Now it can be told

 33 MEETING HOUSE ROAD

33 MEETING HOUSE ROAD

I've been reluctant to write about 33 Meeting House Road $4.995 million, because I thought I had some clients interested in the place, but they turned out to be a set of out-of-town "investors" who think they can grab properties for 1/3 of their actual value, so that was the end of that. I did submit one bid on their behalf on another property, a bid so low I was truly embarrassed to present it, and it takes a lot to embarrass me. I have no problem with submitting low-ball bids — I encourage them, in fact — but silly, stupid bids are just a waste of everyone's time, so I quit as their representative (agents are required to pass along any bid made by their client, and I don't want to be placed in that position by idiots. Again, a bid that's even half-asking price might be appropriate, but when it's a third of asking, and that ask is, after many reductions, pretty close to market value, then I'll punt). 

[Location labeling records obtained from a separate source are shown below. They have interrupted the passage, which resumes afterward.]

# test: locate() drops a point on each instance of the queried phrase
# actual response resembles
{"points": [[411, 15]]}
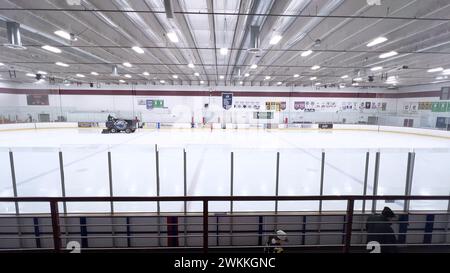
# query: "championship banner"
{"points": [[227, 100], [299, 105], [37, 100]]}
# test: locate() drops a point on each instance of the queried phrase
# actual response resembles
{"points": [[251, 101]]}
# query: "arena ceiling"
{"points": [[215, 35]]}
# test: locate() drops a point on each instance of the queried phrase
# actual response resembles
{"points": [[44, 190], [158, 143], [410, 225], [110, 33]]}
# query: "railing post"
{"points": [[205, 226], [55, 225], [349, 225]]}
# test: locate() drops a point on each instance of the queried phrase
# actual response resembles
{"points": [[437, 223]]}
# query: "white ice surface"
{"points": [[208, 167]]}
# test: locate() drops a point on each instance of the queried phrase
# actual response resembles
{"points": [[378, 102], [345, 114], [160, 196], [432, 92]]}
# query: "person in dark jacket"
{"points": [[275, 242], [379, 229]]}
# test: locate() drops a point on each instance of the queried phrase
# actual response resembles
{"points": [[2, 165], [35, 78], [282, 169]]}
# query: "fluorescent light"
{"points": [[223, 51], [52, 49], [388, 54], [138, 49], [377, 41], [306, 53], [65, 35], [173, 37], [437, 69], [275, 39], [62, 64]]}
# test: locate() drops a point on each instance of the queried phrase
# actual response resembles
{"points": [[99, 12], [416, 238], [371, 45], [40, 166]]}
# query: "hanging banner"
{"points": [[227, 100]]}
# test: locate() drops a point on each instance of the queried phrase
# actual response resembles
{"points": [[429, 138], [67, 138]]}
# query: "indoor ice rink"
{"points": [[213, 124]]}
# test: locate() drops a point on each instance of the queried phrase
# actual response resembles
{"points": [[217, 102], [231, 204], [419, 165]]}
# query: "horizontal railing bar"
{"points": [[220, 198]]}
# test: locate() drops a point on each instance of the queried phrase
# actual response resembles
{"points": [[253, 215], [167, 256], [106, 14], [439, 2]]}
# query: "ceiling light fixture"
{"points": [[223, 51], [275, 39], [388, 54], [173, 37], [377, 41], [376, 68], [306, 53], [62, 64], [437, 69], [66, 35], [51, 49], [138, 49]]}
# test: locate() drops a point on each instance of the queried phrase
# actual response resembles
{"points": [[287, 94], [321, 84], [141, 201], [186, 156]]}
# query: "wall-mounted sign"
{"points": [[37, 100], [263, 115], [152, 104], [227, 100]]}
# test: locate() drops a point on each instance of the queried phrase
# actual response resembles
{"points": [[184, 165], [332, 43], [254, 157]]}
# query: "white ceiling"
{"points": [[106, 35]]}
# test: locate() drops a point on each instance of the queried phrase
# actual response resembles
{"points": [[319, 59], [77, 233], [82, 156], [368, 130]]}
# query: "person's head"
{"points": [[281, 235], [388, 213]]}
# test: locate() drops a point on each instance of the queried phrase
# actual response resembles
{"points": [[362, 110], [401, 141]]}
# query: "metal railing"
{"points": [[349, 213]]}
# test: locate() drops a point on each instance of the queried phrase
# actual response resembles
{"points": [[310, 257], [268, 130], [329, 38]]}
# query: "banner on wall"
{"points": [[227, 100], [263, 115], [299, 105], [37, 100], [152, 104]]}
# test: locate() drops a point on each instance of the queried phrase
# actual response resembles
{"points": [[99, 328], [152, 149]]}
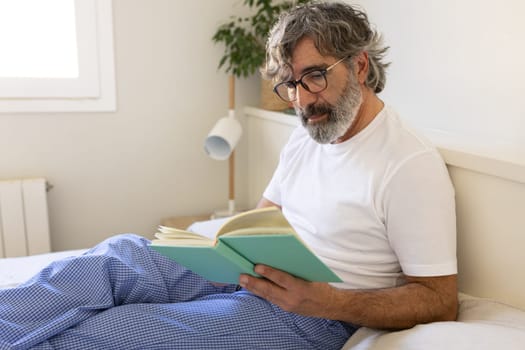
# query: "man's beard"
{"points": [[340, 116]]}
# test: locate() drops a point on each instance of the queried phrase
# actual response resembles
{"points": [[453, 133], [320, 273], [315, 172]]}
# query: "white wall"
{"points": [[457, 67], [124, 171]]}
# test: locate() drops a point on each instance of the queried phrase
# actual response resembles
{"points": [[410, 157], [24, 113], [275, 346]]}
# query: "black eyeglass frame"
{"points": [[299, 81]]}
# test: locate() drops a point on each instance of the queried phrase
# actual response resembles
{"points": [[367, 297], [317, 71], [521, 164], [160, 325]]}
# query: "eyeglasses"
{"points": [[313, 81]]}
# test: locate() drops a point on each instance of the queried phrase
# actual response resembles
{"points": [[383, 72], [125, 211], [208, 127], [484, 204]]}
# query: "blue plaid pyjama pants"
{"points": [[123, 295]]}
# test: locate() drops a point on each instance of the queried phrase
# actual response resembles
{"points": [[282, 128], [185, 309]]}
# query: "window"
{"points": [[56, 56]]}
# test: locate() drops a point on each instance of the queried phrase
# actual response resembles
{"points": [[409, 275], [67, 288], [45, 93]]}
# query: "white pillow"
{"points": [[14, 271], [482, 324]]}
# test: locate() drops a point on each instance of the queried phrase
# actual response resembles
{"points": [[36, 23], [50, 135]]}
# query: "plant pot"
{"points": [[269, 100]]}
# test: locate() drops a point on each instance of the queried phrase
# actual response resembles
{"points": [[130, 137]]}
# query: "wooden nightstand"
{"points": [[183, 222]]}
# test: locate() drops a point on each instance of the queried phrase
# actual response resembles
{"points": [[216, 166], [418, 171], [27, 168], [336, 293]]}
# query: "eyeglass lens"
{"points": [[314, 82]]}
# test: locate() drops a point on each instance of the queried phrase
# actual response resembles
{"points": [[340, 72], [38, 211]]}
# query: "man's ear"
{"points": [[361, 65]]}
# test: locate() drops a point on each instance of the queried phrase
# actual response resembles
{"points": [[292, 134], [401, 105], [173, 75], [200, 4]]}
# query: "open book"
{"points": [[259, 236]]}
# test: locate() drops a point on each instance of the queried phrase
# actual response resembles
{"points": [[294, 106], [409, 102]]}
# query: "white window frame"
{"points": [[92, 91]]}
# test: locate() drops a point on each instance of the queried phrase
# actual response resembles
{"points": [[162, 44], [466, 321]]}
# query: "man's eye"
{"points": [[316, 75]]}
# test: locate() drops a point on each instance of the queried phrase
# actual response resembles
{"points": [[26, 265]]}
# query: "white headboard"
{"points": [[490, 202]]}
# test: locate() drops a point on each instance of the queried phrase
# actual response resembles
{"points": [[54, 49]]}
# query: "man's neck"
{"points": [[369, 109]]}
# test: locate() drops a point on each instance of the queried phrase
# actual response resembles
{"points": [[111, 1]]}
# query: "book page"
{"points": [[258, 218], [207, 228], [170, 233]]}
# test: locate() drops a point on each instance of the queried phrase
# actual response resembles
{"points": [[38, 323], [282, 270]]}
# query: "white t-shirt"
{"points": [[374, 207]]}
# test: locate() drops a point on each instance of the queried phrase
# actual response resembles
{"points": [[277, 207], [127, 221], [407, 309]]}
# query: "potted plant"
{"points": [[244, 40]]}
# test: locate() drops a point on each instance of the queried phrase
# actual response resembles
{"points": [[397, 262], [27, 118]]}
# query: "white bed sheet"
{"points": [[14, 271]]}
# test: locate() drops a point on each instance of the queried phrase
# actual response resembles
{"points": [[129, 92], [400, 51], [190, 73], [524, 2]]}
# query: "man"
{"points": [[372, 199]]}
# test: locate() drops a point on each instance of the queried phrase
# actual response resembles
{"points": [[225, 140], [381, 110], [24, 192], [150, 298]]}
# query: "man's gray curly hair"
{"points": [[337, 29]]}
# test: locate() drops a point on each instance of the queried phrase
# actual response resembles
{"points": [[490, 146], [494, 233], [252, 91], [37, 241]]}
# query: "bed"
{"points": [[490, 199]]}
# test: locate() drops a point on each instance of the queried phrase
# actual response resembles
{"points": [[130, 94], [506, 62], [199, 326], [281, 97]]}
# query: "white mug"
{"points": [[223, 138]]}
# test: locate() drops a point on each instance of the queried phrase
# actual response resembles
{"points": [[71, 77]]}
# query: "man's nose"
{"points": [[304, 97]]}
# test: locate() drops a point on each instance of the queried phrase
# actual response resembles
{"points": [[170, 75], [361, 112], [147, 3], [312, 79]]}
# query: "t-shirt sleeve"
{"points": [[420, 216]]}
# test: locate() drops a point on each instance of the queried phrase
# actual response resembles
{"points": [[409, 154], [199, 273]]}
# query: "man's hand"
{"points": [[290, 293]]}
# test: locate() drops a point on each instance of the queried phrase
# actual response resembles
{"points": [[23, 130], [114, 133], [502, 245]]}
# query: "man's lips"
{"points": [[316, 118]]}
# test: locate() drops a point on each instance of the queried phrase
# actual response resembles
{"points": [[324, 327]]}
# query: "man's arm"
{"points": [[420, 300]]}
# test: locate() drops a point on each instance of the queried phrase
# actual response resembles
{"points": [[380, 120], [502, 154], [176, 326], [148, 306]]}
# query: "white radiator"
{"points": [[24, 221]]}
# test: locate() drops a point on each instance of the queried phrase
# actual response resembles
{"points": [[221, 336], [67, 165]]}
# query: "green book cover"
{"points": [[260, 236]]}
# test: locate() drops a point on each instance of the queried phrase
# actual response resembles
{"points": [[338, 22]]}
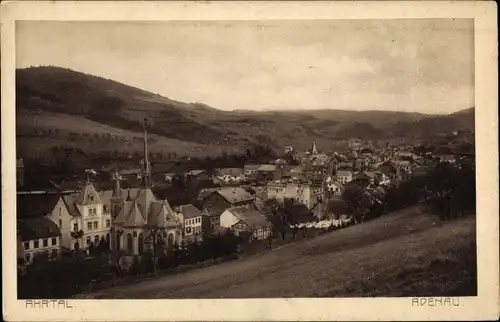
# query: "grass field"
{"points": [[406, 253]]}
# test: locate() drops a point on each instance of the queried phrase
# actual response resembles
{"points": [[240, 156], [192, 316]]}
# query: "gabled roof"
{"points": [[88, 195], [195, 172], [189, 211], [36, 205], [69, 201], [344, 173], [234, 194], [250, 216], [36, 228], [267, 167]]}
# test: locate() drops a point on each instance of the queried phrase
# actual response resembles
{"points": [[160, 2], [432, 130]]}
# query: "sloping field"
{"points": [[406, 253]]}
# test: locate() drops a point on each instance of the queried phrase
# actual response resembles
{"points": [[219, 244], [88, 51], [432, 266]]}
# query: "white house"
{"points": [[194, 222], [344, 176], [246, 219], [40, 237]]}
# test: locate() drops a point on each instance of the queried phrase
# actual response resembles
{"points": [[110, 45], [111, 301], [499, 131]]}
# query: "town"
{"points": [[134, 221]]}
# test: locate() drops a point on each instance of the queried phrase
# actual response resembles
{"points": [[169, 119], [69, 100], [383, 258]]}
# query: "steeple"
{"points": [[314, 150], [118, 191], [146, 166]]}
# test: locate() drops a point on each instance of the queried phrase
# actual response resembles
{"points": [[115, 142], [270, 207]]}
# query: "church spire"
{"points": [[314, 150], [118, 191], [146, 166]]}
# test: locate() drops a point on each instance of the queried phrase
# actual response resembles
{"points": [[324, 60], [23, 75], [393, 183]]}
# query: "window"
{"points": [[129, 243], [141, 244]]}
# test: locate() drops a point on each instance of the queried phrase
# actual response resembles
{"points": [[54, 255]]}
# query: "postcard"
{"points": [[242, 161]]}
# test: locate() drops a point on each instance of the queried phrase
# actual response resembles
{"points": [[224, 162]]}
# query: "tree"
{"points": [[358, 202], [450, 190]]}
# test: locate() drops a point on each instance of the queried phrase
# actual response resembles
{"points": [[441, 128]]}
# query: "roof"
{"points": [[206, 192], [229, 171], [250, 216], [36, 228], [130, 171], [267, 167], [69, 201], [36, 205], [251, 166], [344, 173], [88, 195], [234, 195], [189, 211], [195, 172], [141, 208]]}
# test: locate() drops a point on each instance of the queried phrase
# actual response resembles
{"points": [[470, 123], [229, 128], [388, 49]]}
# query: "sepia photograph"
{"points": [[246, 159]]}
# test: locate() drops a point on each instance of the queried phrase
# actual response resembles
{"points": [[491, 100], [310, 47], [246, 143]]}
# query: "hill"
{"points": [[406, 253], [57, 106]]}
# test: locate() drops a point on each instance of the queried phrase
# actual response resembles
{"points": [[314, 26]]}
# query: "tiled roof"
{"points": [[251, 166], [189, 211], [267, 167], [36, 205], [88, 195], [344, 173], [36, 228], [250, 216], [235, 195]]}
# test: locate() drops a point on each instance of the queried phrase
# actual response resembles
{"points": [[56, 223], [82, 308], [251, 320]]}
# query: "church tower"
{"points": [[314, 150], [116, 199], [146, 167]]}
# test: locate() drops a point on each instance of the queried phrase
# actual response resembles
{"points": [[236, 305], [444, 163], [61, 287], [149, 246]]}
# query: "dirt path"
{"points": [[324, 266]]}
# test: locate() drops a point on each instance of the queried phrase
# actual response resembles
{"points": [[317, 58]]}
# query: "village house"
{"points": [[334, 188], [266, 172], [52, 206], [220, 200], [229, 175], [344, 176], [246, 219], [199, 175], [304, 193], [195, 222], [87, 219], [139, 220], [40, 237], [20, 172]]}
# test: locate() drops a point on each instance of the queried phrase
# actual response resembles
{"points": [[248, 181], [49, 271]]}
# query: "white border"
{"points": [[484, 306]]}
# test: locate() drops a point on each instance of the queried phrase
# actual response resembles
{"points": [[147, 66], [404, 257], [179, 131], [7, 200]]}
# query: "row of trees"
{"points": [[77, 274], [448, 190]]}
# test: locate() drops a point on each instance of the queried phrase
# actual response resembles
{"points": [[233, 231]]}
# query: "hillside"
{"points": [[406, 253], [57, 106]]}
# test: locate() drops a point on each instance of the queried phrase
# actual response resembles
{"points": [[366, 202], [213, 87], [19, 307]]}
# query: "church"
{"points": [[141, 222]]}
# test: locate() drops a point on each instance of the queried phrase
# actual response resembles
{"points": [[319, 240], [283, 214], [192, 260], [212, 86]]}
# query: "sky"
{"points": [[413, 65]]}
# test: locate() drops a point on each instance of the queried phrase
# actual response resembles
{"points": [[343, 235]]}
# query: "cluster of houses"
{"points": [[134, 220]]}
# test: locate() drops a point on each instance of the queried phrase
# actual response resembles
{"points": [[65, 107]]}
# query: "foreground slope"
{"points": [[406, 253], [76, 98]]}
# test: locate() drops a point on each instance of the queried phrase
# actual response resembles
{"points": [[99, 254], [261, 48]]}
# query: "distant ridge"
{"points": [[58, 106]]}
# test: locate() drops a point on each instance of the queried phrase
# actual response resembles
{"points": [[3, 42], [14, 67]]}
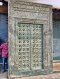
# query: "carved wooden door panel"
{"points": [[29, 46]]}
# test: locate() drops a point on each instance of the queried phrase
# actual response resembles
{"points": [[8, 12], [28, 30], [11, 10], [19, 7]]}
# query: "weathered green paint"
{"points": [[30, 16]]}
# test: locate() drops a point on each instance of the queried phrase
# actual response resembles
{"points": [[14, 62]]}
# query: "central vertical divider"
{"points": [[30, 47]]}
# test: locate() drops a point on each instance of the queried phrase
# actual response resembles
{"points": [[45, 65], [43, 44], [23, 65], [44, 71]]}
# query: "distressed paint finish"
{"points": [[30, 13]]}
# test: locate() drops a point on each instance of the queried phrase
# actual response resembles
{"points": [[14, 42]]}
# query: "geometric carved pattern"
{"points": [[29, 46]]}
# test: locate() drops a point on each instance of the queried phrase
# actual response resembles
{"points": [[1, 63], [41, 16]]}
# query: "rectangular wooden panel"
{"points": [[28, 46], [36, 46]]}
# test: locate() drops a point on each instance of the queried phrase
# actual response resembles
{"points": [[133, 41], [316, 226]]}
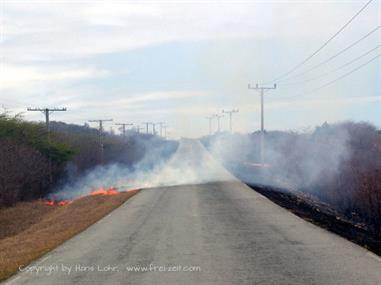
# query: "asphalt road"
{"points": [[217, 232]]}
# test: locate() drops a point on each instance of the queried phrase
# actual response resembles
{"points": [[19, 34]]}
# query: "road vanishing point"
{"points": [[216, 232]]}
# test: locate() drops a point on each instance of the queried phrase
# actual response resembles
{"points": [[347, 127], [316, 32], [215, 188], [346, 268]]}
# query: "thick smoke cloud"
{"points": [[190, 163], [292, 160]]}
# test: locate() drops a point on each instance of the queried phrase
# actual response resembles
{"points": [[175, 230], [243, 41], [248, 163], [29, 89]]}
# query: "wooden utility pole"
{"points": [[124, 127], [100, 132], [47, 112], [230, 117], [262, 89]]}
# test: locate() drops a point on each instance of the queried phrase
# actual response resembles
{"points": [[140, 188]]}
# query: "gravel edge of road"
{"points": [[323, 217]]}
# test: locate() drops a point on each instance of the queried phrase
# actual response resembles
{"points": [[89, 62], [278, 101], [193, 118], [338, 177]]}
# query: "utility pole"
{"points": [[124, 127], [147, 125], [218, 121], [100, 132], [161, 127], [262, 89], [230, 117], [47, 112], [210, 124]]}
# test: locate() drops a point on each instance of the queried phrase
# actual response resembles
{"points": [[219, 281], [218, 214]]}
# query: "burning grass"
{"points": [[31, 229], [322, 215]]}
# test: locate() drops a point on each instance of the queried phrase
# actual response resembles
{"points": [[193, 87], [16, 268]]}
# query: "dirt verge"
{"points": [[29, 230], [322, 215]]}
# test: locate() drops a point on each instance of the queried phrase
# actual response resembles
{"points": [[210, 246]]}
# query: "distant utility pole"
{"points": [[147, 125], [138, 129], [47, 112], [124, 127], [230, 117], [210, 124], [218, 122], [262, 89], [161, 127], [100, 132]]}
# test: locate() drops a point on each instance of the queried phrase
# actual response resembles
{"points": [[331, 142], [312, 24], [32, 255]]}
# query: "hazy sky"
{"points": [[180, 61]]}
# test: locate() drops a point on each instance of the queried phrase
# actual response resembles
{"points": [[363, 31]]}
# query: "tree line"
{"points": [[32, 163]]}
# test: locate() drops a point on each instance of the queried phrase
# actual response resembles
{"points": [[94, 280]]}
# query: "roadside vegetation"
{"points": [[31, 229], [33, 164], [340, 164]]}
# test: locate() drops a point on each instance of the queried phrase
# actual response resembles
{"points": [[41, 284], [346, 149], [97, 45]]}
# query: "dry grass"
{"points": [[31, 229]]}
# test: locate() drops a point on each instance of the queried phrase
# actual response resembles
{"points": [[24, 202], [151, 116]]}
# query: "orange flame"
{"points": [[101, 191]]}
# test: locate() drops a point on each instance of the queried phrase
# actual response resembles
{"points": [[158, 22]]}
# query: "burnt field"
{"points": [[322, 214]]}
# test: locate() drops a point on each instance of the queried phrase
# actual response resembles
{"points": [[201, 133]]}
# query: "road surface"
{"points": [[216, 232]]}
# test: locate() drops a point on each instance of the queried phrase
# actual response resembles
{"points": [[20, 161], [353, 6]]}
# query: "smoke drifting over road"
{"points": [[291, 160], [157, 168]]}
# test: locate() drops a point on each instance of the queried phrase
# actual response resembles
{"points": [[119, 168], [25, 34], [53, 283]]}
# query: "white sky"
{"points": [[180, 61]]}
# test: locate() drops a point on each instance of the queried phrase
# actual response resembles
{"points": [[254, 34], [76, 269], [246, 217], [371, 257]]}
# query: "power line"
{"points": [[218, 122], [335, 55], [334, 70], [123, 126], [210, 123], [100, 133], [47, 112], [262, 91], [324, 44], [335, 80], [230, 117]]}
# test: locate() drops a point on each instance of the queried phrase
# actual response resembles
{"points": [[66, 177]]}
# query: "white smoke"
{"points": [[291, 160], [190, 164]]}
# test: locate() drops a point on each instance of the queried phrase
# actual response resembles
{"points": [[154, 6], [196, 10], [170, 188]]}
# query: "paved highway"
{"points": [[216, 232]]}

All of that's an aside. What interests me about 33 Meeting House is that I think it represents a real value at its current price. It started off, long, long ago in 2008 at $8.995 million and, while that was undoubtedly an overly ambitious price, what's really been killing this property has been the two Licata wrecks flanking Meeting House Road. Licata's ex-wife's property, overgrown with vines, roof crumbling, paint peeling, was tied up in litigation since, I think, 2006, while Jimmy's own project across the street, that massive hacienda-type mansion, has sat abandoned and partially finished for at least that long.

Title problems with both properties have now been resolved, and the ex-wife's house has been razed, with a new, $5 million house proposed, and the Hacienda was purchased last November for $2.050; the purchasers intend to sink another $3 million into finishing it.

Which brings us back, again, to No. 33. The is an extraordinary value, in my opinion, because of the quality of its build and the property it sits on. It would rent out, easily, for $30,000 (okay, maybe $28,000), and that would provide an excellent rate of return, with the promise of a nice bit of capital appreciation when the former Licata properties are completed. 

Maybe the listing agent should pitch it to Steve Cohen, who lives behind this house, up the hill. Failing that, I suggest that you couldn't go wrong here at, say, $4.5. It's certainly far more house than many others in that price range, and this one comes with an upside.